Após a produção das telas realizou-se uma exposição de artes aberta a comunidade, intitulada “ O sorriso de Romero” em comemoração à semana do sorriso realizada na escola a partir de uma parceria entre a Secretaria Municipal de Educação e Secretaria Municipal de Saúde.



Conclusão

A educação em saúde, é fundamental no processo de aprendizagem dos escolares a pintura destacou-se como uma ferramenta adequada para motivação aos cuidados em saúde bucal.

A partir de uma ação inédita, intersetorial criativa e inovadora pôde-se reforçar tanto o vínculo entre Equipe de Saúde Bucal e escola, quanto a importância da inserção da saúde bucal no processo da educação na vida escolar, pois a equipe pode e deve atuar como facilitadora para mobilizar e sensibilizar os alunos, acerca de hábitos fundamentais para qualidade de vida.

Assim, percebe-se que é possível e imprescindível que a equipe de saúde bucal esteja aberta, pré-disposta a organizar, planejar e desenvolver ações educativas intersetoriais voltadas à promoção e cuidados direcionados aos escolares de forma mais atrativas, criativas e prazerosas tanto aos alunos e professores quanto aos profissionais de saúde.


Palavras-chave


educação em saúde; saúde bucal; escovação dentária

Referências


BRASIL. Ministério da saúde. Secretaria de atenção à saúde. Departamento de atenção básica. Coordenação nacional de saúde bucal. Diretrizes da política nacional de saúde bucal. 2004.

_______. Decreto nº. 6.286, de 5 de dezembro de 2007. Institui o Programa Saúde na Escola - PSE, e dá outras providências. 5, dez/2007.

_______. Ministério da Educação. Manual instrutivo Programa Saúde na Escola. Brasília, 2013.

CANDEIAS, N. M. F. Conceitos de educação e de promoção em saúde: mudanças individuais e mudanças organizacionais. Rev Saúde Pública, v. 31, n. 2, p. 209-13, 1997.

MEYER, D. E. E. et al. "Você aprende.
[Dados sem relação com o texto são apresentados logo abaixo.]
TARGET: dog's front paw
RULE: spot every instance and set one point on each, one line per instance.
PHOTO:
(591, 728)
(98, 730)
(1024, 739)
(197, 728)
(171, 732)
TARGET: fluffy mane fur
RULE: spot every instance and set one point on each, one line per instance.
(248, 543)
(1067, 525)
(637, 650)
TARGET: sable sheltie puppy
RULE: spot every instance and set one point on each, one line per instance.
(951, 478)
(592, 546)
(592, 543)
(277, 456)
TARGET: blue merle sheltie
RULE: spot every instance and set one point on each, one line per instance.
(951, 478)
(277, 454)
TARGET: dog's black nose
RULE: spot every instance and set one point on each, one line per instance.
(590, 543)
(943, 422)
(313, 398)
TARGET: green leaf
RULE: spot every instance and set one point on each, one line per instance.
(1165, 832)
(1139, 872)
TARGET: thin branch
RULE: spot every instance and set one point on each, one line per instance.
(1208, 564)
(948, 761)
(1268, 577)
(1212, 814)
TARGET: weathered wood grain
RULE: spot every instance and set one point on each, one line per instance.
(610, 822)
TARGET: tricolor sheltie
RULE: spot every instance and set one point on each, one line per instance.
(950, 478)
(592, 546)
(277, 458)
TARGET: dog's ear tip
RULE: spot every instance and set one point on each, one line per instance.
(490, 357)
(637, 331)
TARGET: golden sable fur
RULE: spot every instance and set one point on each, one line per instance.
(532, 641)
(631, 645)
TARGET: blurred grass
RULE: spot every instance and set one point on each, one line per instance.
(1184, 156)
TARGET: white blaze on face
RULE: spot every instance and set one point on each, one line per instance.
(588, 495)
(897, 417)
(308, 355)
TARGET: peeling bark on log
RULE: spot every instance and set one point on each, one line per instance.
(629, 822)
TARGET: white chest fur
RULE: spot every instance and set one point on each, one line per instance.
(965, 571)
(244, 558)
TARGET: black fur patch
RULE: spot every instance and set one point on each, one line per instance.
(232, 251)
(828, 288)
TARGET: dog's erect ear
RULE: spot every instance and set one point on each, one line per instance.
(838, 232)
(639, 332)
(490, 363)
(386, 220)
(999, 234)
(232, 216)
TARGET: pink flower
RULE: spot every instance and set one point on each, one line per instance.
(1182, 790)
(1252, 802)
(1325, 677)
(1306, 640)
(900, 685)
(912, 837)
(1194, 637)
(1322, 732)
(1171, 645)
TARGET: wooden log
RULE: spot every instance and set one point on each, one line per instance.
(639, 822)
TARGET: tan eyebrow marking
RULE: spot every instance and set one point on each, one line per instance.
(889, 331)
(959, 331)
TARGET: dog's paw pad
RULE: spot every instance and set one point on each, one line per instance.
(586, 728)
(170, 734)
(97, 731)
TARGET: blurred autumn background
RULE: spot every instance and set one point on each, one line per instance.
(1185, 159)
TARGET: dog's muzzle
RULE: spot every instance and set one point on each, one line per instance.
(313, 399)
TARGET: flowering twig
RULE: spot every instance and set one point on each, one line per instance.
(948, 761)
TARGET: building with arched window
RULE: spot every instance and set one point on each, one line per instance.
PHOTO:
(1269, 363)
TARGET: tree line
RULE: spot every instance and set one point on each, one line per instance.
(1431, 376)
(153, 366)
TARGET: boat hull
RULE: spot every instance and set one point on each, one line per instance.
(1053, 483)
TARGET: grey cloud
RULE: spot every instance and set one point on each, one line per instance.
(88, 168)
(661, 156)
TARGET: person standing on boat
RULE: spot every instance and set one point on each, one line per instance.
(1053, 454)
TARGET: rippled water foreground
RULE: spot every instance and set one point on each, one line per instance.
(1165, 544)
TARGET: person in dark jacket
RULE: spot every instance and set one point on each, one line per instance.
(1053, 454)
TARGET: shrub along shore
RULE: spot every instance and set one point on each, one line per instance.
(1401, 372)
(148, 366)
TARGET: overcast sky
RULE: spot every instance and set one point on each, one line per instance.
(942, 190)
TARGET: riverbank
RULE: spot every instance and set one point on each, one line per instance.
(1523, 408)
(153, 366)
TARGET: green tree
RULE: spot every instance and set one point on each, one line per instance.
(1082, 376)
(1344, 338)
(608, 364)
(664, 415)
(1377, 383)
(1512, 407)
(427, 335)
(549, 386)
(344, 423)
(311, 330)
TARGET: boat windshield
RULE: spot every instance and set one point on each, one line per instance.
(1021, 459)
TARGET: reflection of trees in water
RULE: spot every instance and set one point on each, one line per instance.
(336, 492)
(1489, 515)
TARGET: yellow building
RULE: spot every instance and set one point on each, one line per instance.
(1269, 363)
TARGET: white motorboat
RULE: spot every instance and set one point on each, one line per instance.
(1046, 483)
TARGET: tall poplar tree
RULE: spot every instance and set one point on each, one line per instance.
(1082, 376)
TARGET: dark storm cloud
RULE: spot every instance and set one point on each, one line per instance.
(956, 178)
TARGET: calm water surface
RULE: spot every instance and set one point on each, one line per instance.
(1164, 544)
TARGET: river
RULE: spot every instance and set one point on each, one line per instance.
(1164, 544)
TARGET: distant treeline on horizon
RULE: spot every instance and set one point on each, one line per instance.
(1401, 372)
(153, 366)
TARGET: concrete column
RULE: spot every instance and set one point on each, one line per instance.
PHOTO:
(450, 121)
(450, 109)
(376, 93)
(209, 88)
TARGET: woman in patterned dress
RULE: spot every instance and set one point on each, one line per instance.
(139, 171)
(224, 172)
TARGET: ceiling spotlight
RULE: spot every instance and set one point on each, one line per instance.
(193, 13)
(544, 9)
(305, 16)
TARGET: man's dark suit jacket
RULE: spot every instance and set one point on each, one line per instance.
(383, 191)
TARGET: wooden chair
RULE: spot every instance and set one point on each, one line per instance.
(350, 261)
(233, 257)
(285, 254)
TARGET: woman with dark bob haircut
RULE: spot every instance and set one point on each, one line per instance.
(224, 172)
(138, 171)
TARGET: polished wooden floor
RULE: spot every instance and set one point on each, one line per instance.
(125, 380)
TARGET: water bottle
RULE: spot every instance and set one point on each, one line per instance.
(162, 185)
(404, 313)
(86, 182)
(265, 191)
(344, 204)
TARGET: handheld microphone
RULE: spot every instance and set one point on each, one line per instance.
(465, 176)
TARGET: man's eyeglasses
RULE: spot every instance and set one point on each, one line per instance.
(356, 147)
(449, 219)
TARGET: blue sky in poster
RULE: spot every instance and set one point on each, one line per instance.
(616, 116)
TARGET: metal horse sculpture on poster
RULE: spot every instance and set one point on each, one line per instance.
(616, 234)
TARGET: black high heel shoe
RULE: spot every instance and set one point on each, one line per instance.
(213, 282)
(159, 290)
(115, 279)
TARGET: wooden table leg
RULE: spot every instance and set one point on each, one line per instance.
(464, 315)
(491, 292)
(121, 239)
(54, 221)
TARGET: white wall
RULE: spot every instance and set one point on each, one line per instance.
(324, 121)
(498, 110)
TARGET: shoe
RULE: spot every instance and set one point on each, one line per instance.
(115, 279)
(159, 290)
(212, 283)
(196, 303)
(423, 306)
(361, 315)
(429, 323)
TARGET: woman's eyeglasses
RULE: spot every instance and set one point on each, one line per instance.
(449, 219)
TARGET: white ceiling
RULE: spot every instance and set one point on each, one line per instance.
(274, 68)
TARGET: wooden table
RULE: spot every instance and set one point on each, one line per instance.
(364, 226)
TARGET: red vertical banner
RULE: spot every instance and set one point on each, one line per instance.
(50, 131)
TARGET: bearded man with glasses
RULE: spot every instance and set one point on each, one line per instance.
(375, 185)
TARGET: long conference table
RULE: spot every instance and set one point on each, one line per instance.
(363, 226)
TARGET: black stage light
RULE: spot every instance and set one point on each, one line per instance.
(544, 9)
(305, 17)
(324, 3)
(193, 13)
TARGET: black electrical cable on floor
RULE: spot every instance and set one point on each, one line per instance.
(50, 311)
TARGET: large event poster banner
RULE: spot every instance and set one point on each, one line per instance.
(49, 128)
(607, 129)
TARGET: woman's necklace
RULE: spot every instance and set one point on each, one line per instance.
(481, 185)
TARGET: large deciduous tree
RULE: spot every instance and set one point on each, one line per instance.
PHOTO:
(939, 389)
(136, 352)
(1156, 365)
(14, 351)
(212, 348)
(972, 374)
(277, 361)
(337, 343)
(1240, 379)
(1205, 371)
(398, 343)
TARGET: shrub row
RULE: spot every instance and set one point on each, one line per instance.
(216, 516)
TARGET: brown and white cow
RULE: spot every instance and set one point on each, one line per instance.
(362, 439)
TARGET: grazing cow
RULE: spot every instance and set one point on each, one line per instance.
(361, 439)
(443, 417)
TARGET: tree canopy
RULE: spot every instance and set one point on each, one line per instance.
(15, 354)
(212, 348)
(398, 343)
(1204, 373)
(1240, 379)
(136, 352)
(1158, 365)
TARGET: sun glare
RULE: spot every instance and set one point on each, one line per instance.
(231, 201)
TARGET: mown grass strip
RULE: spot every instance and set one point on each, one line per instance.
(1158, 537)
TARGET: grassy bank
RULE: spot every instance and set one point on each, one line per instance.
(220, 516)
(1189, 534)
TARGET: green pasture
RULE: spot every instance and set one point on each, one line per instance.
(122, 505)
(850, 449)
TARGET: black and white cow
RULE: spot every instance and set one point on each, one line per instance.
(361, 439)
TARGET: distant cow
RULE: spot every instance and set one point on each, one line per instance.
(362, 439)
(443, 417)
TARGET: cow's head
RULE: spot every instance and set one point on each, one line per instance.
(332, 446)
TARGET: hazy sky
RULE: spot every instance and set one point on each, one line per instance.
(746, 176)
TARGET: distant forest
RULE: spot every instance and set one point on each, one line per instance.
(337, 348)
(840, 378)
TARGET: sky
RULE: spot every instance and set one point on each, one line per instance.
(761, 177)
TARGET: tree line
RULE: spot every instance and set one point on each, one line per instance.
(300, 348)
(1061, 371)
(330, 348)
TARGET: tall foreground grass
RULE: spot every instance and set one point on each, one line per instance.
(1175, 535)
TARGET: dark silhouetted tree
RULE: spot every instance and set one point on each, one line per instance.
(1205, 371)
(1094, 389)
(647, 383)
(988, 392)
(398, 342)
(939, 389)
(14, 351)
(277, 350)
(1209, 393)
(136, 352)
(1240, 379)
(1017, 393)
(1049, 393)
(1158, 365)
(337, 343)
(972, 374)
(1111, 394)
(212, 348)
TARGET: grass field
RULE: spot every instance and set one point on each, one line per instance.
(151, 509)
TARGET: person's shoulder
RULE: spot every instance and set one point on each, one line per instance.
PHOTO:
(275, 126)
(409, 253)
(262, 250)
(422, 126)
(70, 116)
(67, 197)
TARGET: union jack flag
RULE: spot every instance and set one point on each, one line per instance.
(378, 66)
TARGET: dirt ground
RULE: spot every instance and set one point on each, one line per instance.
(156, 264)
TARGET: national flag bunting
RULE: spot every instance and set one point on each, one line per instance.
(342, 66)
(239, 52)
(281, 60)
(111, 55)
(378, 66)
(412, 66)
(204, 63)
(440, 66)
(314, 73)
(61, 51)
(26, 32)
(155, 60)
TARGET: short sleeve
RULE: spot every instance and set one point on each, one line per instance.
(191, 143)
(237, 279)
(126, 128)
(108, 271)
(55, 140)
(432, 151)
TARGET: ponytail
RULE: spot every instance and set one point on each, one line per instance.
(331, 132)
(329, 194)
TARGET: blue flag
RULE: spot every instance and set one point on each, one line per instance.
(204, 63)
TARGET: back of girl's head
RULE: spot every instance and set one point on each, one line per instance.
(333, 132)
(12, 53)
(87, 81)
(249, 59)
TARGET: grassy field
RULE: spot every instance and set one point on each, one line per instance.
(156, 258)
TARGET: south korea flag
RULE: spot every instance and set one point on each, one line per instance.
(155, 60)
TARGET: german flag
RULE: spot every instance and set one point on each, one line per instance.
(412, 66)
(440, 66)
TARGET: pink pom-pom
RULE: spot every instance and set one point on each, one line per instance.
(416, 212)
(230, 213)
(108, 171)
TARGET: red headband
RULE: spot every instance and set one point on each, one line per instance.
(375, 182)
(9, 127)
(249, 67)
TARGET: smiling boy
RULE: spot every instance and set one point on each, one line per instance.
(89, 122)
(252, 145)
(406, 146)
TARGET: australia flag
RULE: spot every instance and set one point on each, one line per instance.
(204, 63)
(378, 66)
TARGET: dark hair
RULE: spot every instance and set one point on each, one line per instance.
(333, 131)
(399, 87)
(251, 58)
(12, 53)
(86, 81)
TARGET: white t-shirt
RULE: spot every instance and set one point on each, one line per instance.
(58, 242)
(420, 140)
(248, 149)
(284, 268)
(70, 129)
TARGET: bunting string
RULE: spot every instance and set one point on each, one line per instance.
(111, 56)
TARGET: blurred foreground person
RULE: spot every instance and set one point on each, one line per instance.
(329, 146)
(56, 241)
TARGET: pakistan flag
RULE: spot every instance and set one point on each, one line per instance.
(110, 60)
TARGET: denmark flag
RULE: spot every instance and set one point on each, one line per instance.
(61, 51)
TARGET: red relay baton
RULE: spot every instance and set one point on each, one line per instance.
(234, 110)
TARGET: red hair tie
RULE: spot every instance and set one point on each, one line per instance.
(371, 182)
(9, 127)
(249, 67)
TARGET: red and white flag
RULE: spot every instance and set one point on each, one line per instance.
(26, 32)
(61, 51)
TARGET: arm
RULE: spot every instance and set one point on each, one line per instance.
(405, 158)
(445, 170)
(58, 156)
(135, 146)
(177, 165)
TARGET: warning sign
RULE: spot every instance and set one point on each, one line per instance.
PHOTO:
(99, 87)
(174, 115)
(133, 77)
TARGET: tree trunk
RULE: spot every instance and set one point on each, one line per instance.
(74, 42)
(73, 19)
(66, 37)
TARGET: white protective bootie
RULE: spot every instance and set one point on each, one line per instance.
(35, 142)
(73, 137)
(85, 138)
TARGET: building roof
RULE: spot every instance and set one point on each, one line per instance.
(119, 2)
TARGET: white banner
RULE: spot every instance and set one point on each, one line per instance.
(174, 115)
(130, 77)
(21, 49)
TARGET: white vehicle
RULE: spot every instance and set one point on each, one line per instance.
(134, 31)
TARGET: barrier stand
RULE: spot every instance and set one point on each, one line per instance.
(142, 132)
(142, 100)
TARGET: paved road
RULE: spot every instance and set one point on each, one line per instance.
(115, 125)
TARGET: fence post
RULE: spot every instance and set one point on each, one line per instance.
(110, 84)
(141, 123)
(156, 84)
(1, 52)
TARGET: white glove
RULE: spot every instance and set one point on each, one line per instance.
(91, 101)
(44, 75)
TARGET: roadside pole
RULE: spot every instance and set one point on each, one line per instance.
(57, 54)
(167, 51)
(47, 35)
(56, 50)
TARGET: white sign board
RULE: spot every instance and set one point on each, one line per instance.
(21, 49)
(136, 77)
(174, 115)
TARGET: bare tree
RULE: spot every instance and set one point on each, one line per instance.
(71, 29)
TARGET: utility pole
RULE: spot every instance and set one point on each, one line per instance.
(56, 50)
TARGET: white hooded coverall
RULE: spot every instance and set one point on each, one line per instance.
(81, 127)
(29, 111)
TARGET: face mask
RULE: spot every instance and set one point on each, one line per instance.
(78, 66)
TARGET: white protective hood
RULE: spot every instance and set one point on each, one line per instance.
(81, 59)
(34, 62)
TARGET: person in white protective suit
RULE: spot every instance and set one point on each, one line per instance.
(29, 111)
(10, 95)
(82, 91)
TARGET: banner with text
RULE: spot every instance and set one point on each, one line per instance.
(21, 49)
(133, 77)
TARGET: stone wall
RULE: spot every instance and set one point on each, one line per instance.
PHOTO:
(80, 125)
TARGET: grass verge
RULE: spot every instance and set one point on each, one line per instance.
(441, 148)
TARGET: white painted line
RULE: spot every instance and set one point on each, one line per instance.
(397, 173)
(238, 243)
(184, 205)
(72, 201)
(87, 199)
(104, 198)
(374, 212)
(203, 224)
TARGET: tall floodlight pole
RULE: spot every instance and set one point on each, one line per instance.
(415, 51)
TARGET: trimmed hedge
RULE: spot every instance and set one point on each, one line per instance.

A gente ensina?": interrogando relações entre educação e saúde desde a perspectiva da vulnerabilidade. Cad Saúde Pública, Rio de janeiro, v. 22, n. 6, p. 1335-1342, 2006.

PAULETO, A. R. C; PEREIRA, M. L. T.; CYRINO, E. G. Saúde bucal: uma revisão crítica sobre programações educativas para escolares. Ciênc saúde coletiva, v. 9, n. 1, p. 121-30, 2004.

SILVA, G. Romero Britto, o brasileiro mais poderoso e (odiado) da arte contemporânea. Revista GQ Digital Brasil, Miami, 16 nov 2014. Disponível em <http://gq.globo.com/Prazeres/Poder/noticia/2014/11/romero-britto-o-brasileiro-mais-poderoso-e-odiado-da-arte-contemporanea.html> acesso em 05 out 2015.

SITYÁ, D. S. et al. Análise de programas escolares de saúde bucal no brasil. Revista da faculdade de odontologia-UPF, v. 19, n. 3, 2014.

VASCONCELOS, R.; et al. Escola: um espaço importante de informação em saúde bucal para a população infantil. Brazilian Dental Science, v. 4, n. 3, 2001.

VASCONCELOS, V. M.; et al. Educação em saúde na escola: estratégia em enfermagem na prevenção da desnutrição infantil. Cienc Cuid Saúde, v. 7, n. 3, p. 355-362, 2008.